# Weighted Rating
When recommending most popular items we had to eliminate approximately 95% of our movies to calculate meaningful average rating. However, if we want to perform personalization on recommendations we should have score for each movie we have. In order to achieve it weighted average score method will be used.

The formula:

*$W = (Rv + Cm) / (v + m)$*

* W: Weighted Rating
* R: Average rating for the movie
* C: Total average rating
* v: Number of votes for the movie
* m: Minimum vote count required to be listed in top 250

In [1]:
import pandas as pd
import numpy as np
import matplotlib.pyplot as plt

In [2]:
df_ratings = pd.read_csv('datasets/user_ratings.csv')
df_ratings.head()

Unnamed: 0,userId,movieId,rating,timestamp,title,genres
0,1,1,4.0,964982703,Toy Story (1995),Adventure|Animation|Children|Comedy|Fantasy
1,5,1,4.0,847434962,Toy Story (1995),Adventure|Animation|Children|Comedy|Fantasy
2,7,1,4.5,1106635946,Toy Story (1995),Adventure|Animation|Children|Comedy|Fantasy
3,15,1,2.5,1510577970,Toy Story (1995),Adventure|Animation|Children|Comedy|Fantasy
4,17,1,4.5,1305696483,Toy Story (1995),Adventure|Animation|Children|Comedy|Fantasy


In [3]:
# R: Average rating for each movie
R = df_ratings.groupby('title')['rating'].mean().to_dict()
R['Toy Story (1995)']

3.9209302325581397

In [4]:
# C: Total average rating
C = df_ratings['rating'].mean()
C

3.501556983616962

In [5]:
# v: Vote count for each movie
v = df_ratings['title'].value_counts().to_dict()
v['Toy Story (1995)']

215

In [6]:
# m: Minimum vote count required to be listed in top 250
m = sorted(df_ratings['title'].value_counts().values,
           reverse=True)[250]
m

71

In [7]:
df_movies_voted = df_ratings[['movieId', 'title', 'genres']].drop_duplicates(subset='title').reset_index(drop=True)
print(f"{df_movies_voted.shape[0]} movies are voted at least once.")
df_movies_voted.head()

9719 movies are voted at least once.


Unnamed: 0,movieId,title,genres
0,1,Toy Story (1995),Adventure|Animation|Children|Comedy|Fantasy
1,3,Grumpier Old Men (1995),Comedy|Romance
2,6,Heat (1995),Action|Crime|Thriller
3,47,Seven (a.k.a.
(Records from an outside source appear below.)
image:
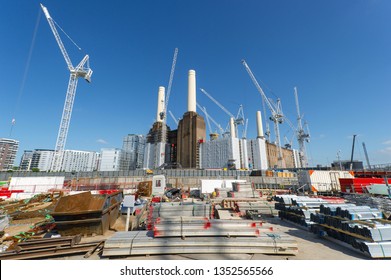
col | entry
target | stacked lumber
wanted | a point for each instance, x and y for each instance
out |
(143, 243)
(222, 192)
(298, 209)
(362, 227)
(191, 226)
(175, 209)
(264, 208)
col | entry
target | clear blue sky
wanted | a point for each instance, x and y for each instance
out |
(337, 52)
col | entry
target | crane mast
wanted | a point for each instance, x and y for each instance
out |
(302, 136)
(163, 115)
(173, 117)
(275, 109)
(238, 120)
(82, 70)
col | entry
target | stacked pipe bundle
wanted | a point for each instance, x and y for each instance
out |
(221, 192)
(144, 243)
(298, 209)
(196, 226)
(360, 226)
(175, 209)
(262, 207)
(241, 190)
(381, 203)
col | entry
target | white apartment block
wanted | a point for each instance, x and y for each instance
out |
(110, 159)
(79, 161)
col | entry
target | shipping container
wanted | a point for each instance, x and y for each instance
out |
(322, 180)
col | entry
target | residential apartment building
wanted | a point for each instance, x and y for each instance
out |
(26, 160)
(132, 152)
(110, 159)
(8, 151)
(79, 161)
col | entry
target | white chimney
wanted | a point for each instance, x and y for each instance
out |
(259, 125)
(160, 103)
(191, 98)
(232, 127)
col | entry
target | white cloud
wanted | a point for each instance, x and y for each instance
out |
(101, 141)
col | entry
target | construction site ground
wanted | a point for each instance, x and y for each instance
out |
(311, 247)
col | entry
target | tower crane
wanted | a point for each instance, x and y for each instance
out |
(173, 117)
(163, 115)
(238, 120)
(82, 70)
(275, 109)
(302, 136)
(244, 134)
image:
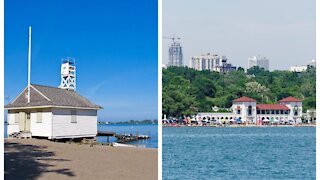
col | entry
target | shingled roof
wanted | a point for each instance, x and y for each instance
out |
(50, 96)
(244, 99)
(290, 99)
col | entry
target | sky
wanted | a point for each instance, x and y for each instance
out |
(283, 31)
(115, 44)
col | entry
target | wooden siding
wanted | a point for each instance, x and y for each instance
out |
(13, 124)
(43, 128)
(85, 125)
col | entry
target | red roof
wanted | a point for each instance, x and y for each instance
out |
(290, 99)
(244, 99)
(272, 107)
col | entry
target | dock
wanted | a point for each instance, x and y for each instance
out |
(123, 138)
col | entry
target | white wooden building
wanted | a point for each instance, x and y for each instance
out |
(53, 113)
(247, 110)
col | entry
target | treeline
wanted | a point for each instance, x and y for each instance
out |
(187, 91)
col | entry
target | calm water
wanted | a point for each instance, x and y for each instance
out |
(239, 153)
(151, 130)
(148, 129)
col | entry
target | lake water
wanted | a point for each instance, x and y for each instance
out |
(148, 129)
(239, 153)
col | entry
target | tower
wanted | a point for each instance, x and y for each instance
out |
(68, 74)
(175, 53)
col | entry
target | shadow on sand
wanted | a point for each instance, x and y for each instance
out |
(29, 161)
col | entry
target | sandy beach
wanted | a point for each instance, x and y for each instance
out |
(43, 159)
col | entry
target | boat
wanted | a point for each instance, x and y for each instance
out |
(122, 145)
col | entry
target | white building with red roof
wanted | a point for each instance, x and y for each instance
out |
(289, 110)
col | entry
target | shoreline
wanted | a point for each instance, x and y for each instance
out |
(238, 126)
(44, 159)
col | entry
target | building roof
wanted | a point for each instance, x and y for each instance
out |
(50, 96)
(290, 99)
(272, 107)
(244, 99)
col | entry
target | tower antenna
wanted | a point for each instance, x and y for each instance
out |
(29, 64)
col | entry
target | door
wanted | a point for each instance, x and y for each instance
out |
(24, 122)
(28, 123)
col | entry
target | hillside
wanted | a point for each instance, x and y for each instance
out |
(187, 91)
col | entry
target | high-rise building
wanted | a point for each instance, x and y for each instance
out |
(259, 61)
(212, 62)
(175, 53)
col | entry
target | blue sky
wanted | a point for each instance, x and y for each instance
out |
(115, 45)
(283, 31)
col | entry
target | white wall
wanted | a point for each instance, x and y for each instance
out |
(12, 126)
(62, 127)
(244, 110)
(42, 129)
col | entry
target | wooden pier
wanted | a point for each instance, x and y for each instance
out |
(123, 138)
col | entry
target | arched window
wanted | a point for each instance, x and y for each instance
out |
(249, 110)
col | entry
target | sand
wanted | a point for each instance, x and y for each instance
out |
(43, 159)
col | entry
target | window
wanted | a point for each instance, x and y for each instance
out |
(249, 110)
(39, 117)
(296, 110)
(73, 116)
(16, 117)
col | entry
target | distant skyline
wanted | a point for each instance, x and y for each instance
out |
(115, 44)
(282, 31)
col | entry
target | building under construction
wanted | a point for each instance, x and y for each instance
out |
(175, 53)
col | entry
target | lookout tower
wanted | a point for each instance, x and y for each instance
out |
(68, 74)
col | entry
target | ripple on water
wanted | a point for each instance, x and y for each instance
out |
(239, 153)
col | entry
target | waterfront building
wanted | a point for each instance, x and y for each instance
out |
(175, 53)
(298, 68)
(246, 110)
(303, 67)
(211, 62)
(53, 113)
(259, 61)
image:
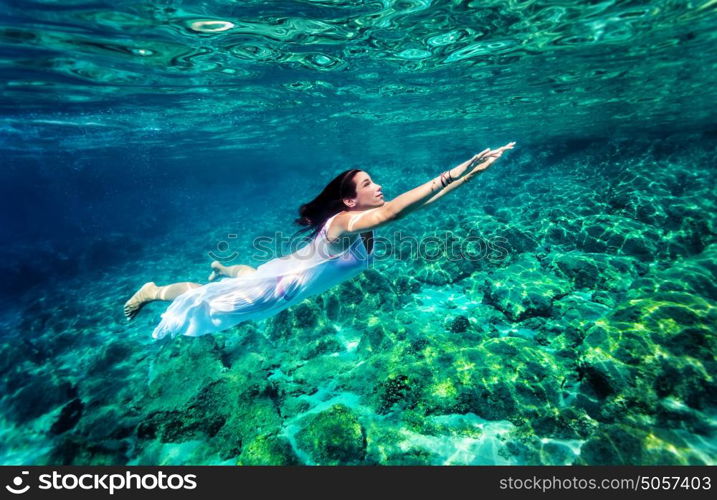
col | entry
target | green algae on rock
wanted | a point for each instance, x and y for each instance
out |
(333, 437)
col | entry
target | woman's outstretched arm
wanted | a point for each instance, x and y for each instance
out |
(475, 169)
(422, 195)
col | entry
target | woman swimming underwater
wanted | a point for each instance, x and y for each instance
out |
(341, 220)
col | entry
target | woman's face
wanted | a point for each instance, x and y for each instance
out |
(368, 193)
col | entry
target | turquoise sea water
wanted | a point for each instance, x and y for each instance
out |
(139, 141)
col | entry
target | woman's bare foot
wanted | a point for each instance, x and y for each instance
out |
(147, 293)
(217, 270)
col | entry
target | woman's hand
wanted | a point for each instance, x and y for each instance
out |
(488, 158)
(464, 167)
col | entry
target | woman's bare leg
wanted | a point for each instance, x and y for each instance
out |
(232, 271)
(150, 292)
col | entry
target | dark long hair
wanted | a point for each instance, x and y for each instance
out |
(328, 203)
Se7en) (1995),Mystery|Thriller
4,50,"Usual Suspects, The (1995)",Crime|Mystery|Thriller


In [8]:
# Calculating weighted average rating
df_movies_voted['weighted_rating'] = df_movies_voted['title'].apply(lambda x: (R[x]*v[x] + C*m) / (v[x] + m))
df_movies_sorted = df_movies_voted.sort_values(by='weighted_rating', ascending=False).reset_index(drop=True)
df_movies_sorted.head()

Unnamed: 0,movieId,title,genres,weighted_rating
0,318,"Shawshank Redemption, The (1994)",Crime|Drama,4.259306
1,2959,Fight Club (1999),Action|Crime|Drama|Thriller,4.083427
2,858,"Godfather, The (1972)",Crime|Drama,4.076466
3,260,Star Wars: Episode IV - A New Hope (1977),Action|Adventure|Sci-Fi,4.070219
4,296,Pulp Fiction (1994),Comedy|Crime|Drama|Thriller,4.06643


In [9]:
df_movies_sorted.tail()

Unnamed: 0,movieId,title,genres,weighted_rating
9714,1499,Anaconda (1997),Action|Adventure|Thriller,3.067455
9715,1562,Batman & Robin (1997),Action|Adventure|Fantasy|Thriller,3.023102
9716,1882,Godzilla (1998),Action|Sci-Fi|Thriller,3.010678
9717,435,Coneheads (1993),Comedy|Sci-Fi,2.993362
9718,2701,Wild Wild West (1999),Action|Comedy|Sci-Fi|Western,2.948472


### Conclusion

A new movie recommendation engine is generated with respect to vote counts and average ratings of movies. Unlike **most_popular_items.ipynb** notebook while recommending most popular movies unpopular movies are not filtered out from the dataset. Thus, unpopular movies can be used at personalized recommendations in future works.